Читаем без скачивания Три этажа - Эшколь Нево
Шрифт:
Интервал:
Закладка:
♦
Я помню, как в последний раз звала тебя на помощь (и ты приехала! примчалась аж в кибуц Малкия! Три с половиной часа езды от Иерусалима до Кирьят-Шмона, час ожидания на автовокзале и еще полчаса на автобусе!). Сотовых телефонов тогда не было. Я не знала, ждать тебя или нет. В кибуце нам разрешали звонить родителям раз в неделю, в четверг вечером, чтобы сообщить, что в Шаббат нас дома не будет. Но я позвонила не родителям, а тебе и сказала: «Нета, кажется, у меня поехала крыша. Можешь завтра приехать?» – «Постараюсь, – ответила ты. – Не знаю, что мать скажет». В два часа дня в пятницу, закончив дежурство у ворот кибуца, я вернулась в общежитие, уверенная, что ты не приедешь. Мне казалось, что уже слишком поздно. И вдруг в половине третьего мне позвонили из будки у ворот и сказали, что меня спрашивает девушка. Я побежала к тебе не чуя под собой ног. Но ближе к воротам перешла с бега на шаг. Не хотела тебя пугать. Ты бросилась мне навстречу. Ты была в гражданском (кстати, почему? Ах да, тебя тогда еще не призвали), и мы крепко обнялись. Наверное, с тех пор как мы познакомились, мы еще никогда так крепко не обнимались. Ты сказала: «Слышь, Хани, а ты не могла сойти с ума не в этой богом забытой дыре, а где-нибудь поближе?» И мы рассмеялись. Я хохотала во все горло. Мы направились в столовую, и одно то, что я шла рядом с тобой, меня успокоило; мне даже стало немного стыдно, что я вытащила тебя в Малкию, устроила всю эту драму, и, когда ты спросила: «Так что же у тебя случилось?» – я ответила: «Неважно, все уже прошло». Но ты – а тебе тогда было всего восемнадцать; откуда в тебе такая проницательность? – стояла на своем. «Если ты мне не расскажешь, ничего не пройдет», – сказала ты. «Вон, смотри, – затараторила я, – там у нас маленький зоопарк, а это детское общежитие, представляешь, детям не разрешают ночевать дома, с родителями! И вон там бассейн, но он открыт только с мая по октябрь, а это фабрика, там делают игрушки, прикинь, вот класс – жить в кибуце, где делают игрушки…»
Но ты не повелась на мои попытки увести разговор в сторону. Ты вежливо молчала и ждала, когда я выдохнусь. Это произошло, когда мы поравнялись с магазином. Мы собирались туда зайти – я хотела купить тебе что-нибудь попить после такой долгой дороги, – но ты остановила меня и сказала: «Подожди, давай посидим». Мы сели на бордюр тротуара, и ты положила мне на плечо руку – не уверенно, а чуть ли не боязливо, во всяком случае, с сомнением (откуда в том возрасте нам было набраться опыта разрешения житейских кризисов?) – но именно неуверенность твоего прикосновения и растопила лед в моей душе. Я расплакалась. Всхлипывая и утирая слезы, я попыталась тебе объяснить. «Не знаю, Нета, что со мной творится в последние дни, но мне страшно, мне ужасно страшно… Как будто у нас внутри… в сердце, в душе, есть что-то такое, что соединяет все наши части, это что-то все помнит, направляет нас, организует нашу жизнь, от него зависит, кто мы и к чему движемся, это наша сущность – что-то вроде позвоночника, только он состоит не из костей, а из чувств, понимаешь?..»

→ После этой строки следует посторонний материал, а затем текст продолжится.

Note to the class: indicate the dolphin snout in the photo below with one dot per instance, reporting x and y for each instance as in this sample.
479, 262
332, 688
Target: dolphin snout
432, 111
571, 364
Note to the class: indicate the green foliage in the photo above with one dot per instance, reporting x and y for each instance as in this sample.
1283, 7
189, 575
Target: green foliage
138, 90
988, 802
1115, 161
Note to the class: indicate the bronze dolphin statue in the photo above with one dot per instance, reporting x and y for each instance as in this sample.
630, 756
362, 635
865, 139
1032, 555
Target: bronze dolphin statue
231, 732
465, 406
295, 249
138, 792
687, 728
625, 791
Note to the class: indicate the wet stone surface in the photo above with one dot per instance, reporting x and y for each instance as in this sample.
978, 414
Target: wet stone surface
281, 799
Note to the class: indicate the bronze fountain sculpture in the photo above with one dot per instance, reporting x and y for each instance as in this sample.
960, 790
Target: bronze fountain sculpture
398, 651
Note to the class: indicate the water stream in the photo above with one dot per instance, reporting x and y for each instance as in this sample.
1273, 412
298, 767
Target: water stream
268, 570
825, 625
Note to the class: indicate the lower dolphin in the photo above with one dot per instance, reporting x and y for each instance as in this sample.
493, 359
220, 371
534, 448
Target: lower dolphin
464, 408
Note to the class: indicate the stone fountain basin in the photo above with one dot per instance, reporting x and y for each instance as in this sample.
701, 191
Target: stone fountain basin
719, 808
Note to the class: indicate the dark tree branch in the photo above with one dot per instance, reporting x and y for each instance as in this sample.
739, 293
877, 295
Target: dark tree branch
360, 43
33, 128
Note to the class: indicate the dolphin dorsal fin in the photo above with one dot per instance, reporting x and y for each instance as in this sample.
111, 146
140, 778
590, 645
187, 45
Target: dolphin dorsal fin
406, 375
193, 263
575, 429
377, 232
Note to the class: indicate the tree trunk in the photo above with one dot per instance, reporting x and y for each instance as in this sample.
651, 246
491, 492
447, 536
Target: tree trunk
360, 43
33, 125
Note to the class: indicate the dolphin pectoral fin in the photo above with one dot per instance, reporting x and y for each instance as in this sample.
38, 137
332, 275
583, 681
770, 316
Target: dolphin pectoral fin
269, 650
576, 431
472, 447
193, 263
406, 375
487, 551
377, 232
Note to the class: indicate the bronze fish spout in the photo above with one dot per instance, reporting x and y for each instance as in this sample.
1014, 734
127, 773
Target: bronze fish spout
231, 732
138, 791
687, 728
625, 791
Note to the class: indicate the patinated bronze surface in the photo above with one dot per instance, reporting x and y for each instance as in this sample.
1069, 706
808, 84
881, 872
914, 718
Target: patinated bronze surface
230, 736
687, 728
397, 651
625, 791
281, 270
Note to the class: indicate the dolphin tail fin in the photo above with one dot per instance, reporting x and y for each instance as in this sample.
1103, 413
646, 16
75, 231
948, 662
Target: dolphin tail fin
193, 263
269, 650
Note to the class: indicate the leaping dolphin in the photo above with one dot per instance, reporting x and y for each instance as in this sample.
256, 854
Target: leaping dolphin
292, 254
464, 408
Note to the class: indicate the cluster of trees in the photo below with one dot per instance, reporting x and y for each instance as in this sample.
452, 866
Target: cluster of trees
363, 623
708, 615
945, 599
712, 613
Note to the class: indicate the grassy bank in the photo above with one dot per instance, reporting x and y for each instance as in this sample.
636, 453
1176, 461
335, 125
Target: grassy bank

Я помню, что ты кивнула. Это было очень великодушно с твоей стороны. Потому что в тот момент ты, конечно, ничего не поняла. «Это что-то вроде веры в себя, – продолжила я, – но не только. Это некая уверенность, что существует нечто, что является тобой, что в этом бардаке, который мы называем человеческой индивидуальностью, есть нечто неизменное, на что можно опереться, чтобы расшифровать реальность, перевести ее на нормальный язык. Но в последние несколько дней это нечто во мне тает… Я сама таю. Некто, кто считается мной, сидит в постовой будке и… Во время дежурства нам запрещают читать. Слушать радио тоже нельзя. Подруг у меня здесь нет. Зря я сюда приехала. И я уже не понимаю… Она уже не понимает… Вот видишь, я рассыпаюсь, не могу даже сформулировать мысль… у матери… перед тем, как она… перед тем, как ее забрали… она тоже не могла закончить ни одной фразы, пока дойдет до конца, забудет, что было в начале… В общем, я ничего не понимаю…»
– Но эта штука, про которую ты говоришь, этот самый позвоночник… Он ведь не совсем сломался, – сказала ты. – Доказательство? Тебе хватило ума, чтобы мне позвонить.
– Верно. У меня… У меня мелькнула одна мысль.
– Какая мысль?
– Я подумала, может, ты… Может, ты расскажешь мне обо мне.
– Рассказать тебе о тебе?
– Может быть, так я вспомню, кто я.
– Хорошо. – Ты резко повернулась, схватила меня за плечи и поймала мой взгляд, который я до того старательно отводила. – Хорошо, я расскажу тебе о тебе.
Я видела, что ты испытала облегчение, потому что мое невнятное бормотание сменилось конкретной и выполнимой просьбой.
– Жила-была девочка по имени Хани, – начала ты. – Однажды в седьмом классе учитель Библии Алон Гева сказал, что предлагает устроить суд царю Давиду по делу Вирсавии и Урии Хеттеянина и спросил, кто хочет принять участие в разбирательстве. Руки подняли только мы с ней. «Отлично, – сказал Алон Гева. – Тогда Нета будет прокурором, а Хани – адвокатом». – «Кто такой адвокат?» – спросила девочка по имени Хани. Все засмеялись, а я подумала, что эта девочка – очень смелая, раз она не побоялась перед целым классом снобов из «Лияды» признаться, что чего-то не знает. Я пригласила ее к себе, подготовиться к суду. Мы стали первыми в истории иудейского права прокурором и адвокатом, которые работали в сотрудничестве.
– Точно! – воскликнула я, захваченная воспоминанием.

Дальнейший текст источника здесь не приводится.